For more information, visit burbanktemporaryaidcenter.org or call (818) 848-2822.

“The community is amazingly generous, and we couldn’t do it without them,” Howell said.

On Tuesday, members from the Brad Korb Real Estate Group brought one of the firm’s moving vans loaded with more than 100 frozen turkeys that will be donated to low-income families through Thanksgiving.

Courtney Korb, who is in charge of business development for her family’s company, said the company has donated turkeys to the Burbank Temporary Aid Center for at least eight years.

Korb, who grew up in Burbank, added that it means a lot to her knowing that she and other businesses and organizations in Burbank can help one another, especially during the holidays.

“Sometimes people forget how lucky they are — to have a roof over their head and to go to a grocery store to buy whatever they want,” Korb said. “We have an opportunity to give someone else some normalcy where a family can have a traditional holiday meal.”

Though the Brad Korb Real Estate Group was at the pantry to drop off turkeys on Tuesday, Howell said other organizations and businesses, such as the Boys & Girls Club, Nickelodeon, Providence St. Joseph Medical Center, Central Casting and the Burbank City Federal Credit Union are holding monthlong food drives that will benefit the aid center.

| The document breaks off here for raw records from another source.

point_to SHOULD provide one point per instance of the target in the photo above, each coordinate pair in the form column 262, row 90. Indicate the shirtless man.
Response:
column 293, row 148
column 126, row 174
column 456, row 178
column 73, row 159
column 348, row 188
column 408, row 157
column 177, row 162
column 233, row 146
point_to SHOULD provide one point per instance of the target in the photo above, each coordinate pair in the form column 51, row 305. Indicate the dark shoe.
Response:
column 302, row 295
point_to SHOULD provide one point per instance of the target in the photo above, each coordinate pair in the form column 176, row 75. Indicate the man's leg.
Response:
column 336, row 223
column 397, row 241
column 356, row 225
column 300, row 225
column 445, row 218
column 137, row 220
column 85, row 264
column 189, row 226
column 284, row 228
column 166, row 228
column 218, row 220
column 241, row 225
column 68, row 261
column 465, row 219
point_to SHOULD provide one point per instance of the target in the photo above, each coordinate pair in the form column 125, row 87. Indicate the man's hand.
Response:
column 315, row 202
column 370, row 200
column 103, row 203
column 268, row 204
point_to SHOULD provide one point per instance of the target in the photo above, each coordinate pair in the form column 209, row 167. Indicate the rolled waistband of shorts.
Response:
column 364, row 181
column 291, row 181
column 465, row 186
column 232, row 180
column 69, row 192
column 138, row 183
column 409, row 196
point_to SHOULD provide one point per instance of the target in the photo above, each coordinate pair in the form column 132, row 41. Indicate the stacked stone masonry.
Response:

Howell said she remembers nearly 10 years ago during the recession when her organization barely had any food to give to clients. After reaching out and developing relationships with various businesses and residents in Burbank, Howell said she is amazed how willing those in the city are to help others in need.

“I have lived in a lot of places, but I have not seen a community with a sense of responsibility to its own people like I have witnessed in Burbank,” Howell said. “This is definitely one of those things where it takes a village, and we have a great village.”